I stood in Hut H on a BP reunion day a couple of years back and watched Tony Sale demonstrate the rebuild running (along with many other people). Got photos and everything.
And yet, I split hairs, I see what they mean, and it's still a great project which deserves our support.
Honestly, I could bang on all day about how knee tremblingly fantastic it is to see the beast run, but don't take my word for it, go see it for yourself.
@Brian Miller :
I see your point, but to be fair the Colossus wasn't really useful to anyone not involved in what BP was doing. Although it enjoys a fair degree of flexibility vis a vis programming, it really is a very special purpose machine. Also, the skills and technologies were not lost. Post WWII boffins from BP went into academia and built machines.
Good and co at Manchester for instance, where they designed and built the Manchester Mk I (or Baby, which has also been restored and runs every Tuesday, IIRC), which went on to become the Ferranti Mk I, and so on. There was Lyons' incredible LEO project. Any lack of competitive commercial lead that the UK exhibited in this field was down to bog standard lack of vision on behalf of UK.PLC. (And possibly funding, which was thin on the ground after the war)
And don't forget, absolute secrecy was Churchill's overriding motivator where GC&CS, BP and subsequently GCHQ were concerned.
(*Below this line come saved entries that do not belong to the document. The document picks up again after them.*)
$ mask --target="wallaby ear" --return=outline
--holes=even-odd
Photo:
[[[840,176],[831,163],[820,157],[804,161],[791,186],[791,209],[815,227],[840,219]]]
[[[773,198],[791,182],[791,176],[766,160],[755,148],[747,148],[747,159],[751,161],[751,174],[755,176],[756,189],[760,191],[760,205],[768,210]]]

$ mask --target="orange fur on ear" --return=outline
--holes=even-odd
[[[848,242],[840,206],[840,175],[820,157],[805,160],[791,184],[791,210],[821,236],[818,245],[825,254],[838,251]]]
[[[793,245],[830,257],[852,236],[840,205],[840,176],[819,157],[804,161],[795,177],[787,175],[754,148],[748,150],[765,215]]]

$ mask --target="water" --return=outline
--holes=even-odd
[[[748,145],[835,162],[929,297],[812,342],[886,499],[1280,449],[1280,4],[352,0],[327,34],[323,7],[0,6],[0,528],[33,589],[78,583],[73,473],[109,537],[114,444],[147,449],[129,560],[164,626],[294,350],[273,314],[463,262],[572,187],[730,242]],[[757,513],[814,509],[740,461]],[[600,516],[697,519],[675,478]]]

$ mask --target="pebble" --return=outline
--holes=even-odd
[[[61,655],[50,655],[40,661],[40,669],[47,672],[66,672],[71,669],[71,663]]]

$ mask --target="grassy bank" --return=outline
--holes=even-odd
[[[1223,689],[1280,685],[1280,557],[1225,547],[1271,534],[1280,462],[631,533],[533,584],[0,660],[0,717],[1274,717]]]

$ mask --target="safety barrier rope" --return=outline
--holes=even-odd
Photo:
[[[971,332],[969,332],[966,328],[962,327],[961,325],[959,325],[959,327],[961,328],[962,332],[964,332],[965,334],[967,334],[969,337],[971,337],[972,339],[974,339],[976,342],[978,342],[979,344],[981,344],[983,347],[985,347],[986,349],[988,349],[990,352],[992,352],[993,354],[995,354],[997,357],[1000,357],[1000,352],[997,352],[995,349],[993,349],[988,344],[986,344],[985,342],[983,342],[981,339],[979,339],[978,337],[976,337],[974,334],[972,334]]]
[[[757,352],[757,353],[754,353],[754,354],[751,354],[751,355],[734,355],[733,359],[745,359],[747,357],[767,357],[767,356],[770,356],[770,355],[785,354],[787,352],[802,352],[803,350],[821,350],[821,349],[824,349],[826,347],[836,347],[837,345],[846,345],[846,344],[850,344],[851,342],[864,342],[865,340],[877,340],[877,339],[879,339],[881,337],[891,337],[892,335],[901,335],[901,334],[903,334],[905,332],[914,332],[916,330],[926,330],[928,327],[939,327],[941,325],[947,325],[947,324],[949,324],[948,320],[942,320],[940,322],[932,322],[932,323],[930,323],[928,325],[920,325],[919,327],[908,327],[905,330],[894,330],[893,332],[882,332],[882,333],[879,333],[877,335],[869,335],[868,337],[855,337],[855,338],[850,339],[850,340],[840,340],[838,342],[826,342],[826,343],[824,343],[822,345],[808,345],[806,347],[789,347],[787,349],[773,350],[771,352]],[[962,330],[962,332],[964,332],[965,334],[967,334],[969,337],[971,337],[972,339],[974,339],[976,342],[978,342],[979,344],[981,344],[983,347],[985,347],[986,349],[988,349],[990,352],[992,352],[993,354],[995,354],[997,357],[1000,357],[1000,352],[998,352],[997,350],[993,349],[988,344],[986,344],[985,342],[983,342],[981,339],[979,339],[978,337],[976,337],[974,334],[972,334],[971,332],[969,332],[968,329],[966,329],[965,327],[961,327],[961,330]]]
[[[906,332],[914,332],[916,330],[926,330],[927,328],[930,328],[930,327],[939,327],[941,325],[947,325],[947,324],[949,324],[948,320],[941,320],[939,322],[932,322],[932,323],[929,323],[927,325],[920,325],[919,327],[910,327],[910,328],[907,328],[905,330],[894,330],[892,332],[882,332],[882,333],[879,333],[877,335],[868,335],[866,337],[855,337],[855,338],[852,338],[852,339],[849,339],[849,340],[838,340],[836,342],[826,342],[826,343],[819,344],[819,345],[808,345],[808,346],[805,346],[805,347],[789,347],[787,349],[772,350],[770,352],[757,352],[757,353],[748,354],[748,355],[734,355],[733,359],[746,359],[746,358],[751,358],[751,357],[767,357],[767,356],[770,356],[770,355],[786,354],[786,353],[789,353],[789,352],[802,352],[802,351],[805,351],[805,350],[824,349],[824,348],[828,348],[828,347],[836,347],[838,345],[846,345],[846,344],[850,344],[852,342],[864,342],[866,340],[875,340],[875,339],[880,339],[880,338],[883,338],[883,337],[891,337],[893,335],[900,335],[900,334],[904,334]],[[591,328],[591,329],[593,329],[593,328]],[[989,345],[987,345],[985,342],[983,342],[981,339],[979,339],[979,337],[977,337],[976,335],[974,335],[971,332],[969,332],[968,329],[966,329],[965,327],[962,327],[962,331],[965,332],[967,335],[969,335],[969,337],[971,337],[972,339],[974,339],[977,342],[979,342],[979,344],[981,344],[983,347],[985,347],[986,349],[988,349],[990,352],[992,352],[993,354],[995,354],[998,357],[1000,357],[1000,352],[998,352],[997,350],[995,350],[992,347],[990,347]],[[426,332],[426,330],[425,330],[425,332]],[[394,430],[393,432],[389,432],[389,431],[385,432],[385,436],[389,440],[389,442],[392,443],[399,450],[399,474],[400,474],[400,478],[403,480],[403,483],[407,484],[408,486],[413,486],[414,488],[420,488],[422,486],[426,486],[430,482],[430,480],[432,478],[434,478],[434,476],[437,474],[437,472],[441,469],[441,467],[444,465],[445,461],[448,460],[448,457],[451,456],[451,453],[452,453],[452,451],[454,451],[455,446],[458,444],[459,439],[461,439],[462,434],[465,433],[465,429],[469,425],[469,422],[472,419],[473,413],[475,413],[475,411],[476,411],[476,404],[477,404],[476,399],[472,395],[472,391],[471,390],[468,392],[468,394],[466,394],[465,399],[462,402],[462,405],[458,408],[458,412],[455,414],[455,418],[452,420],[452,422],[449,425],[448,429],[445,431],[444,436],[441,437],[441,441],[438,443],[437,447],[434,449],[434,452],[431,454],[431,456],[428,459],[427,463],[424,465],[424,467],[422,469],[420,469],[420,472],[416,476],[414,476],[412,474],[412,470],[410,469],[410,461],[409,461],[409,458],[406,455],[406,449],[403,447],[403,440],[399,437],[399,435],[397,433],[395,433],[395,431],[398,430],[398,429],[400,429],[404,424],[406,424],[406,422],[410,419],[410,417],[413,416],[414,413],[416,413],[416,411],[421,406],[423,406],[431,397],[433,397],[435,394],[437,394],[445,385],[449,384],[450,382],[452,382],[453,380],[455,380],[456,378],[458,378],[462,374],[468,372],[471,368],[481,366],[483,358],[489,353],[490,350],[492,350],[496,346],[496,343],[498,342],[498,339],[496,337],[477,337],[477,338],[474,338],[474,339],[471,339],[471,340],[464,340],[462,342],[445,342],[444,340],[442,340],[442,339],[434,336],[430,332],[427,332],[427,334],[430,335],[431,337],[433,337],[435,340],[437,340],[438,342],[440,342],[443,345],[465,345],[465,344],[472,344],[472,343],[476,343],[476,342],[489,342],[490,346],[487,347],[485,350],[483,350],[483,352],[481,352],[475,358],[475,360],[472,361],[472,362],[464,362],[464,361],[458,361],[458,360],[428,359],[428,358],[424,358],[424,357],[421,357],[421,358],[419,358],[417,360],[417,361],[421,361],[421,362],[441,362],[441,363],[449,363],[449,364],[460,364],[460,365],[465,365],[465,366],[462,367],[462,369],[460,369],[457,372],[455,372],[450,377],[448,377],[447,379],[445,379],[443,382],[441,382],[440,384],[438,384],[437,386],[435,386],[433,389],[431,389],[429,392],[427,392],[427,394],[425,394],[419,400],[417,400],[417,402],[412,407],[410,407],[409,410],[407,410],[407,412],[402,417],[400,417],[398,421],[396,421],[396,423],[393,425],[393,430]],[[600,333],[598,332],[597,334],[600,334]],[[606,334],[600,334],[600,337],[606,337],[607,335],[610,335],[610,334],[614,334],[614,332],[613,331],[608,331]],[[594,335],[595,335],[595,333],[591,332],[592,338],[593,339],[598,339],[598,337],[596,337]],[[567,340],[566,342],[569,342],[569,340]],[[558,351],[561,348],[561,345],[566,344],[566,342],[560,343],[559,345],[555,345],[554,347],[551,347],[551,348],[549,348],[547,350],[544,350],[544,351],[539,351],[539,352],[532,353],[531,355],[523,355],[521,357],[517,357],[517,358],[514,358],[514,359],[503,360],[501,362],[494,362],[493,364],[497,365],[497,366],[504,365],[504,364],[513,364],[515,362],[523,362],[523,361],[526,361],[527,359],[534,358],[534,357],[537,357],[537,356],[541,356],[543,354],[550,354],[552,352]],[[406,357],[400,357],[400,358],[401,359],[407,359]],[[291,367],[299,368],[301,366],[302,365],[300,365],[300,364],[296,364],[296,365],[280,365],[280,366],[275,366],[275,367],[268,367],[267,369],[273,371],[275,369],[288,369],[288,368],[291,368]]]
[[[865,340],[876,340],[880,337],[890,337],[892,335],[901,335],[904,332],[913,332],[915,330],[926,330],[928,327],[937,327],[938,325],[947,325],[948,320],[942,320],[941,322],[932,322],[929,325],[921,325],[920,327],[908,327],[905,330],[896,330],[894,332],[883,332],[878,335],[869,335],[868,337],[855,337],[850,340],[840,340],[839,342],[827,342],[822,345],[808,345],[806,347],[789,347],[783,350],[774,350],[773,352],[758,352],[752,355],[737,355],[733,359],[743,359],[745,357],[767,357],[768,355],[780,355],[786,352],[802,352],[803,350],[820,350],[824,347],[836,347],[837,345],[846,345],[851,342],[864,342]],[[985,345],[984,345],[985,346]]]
Having seen what a strategic advantage was granted by reading peoples traffic without them knowing, he was unwilling to sacrifice it at any cost. Particularly with the cold war looming large.
Oh and @AC :
"It's a PII laptop!!"
Yes, Tony Sale's Thinkpad IIRC, but don't you see how incredible it is that a machine that was delivered in 1943 is actually in with a chance of outperforming a PII ? Seriously, tremble before it's mighty glory.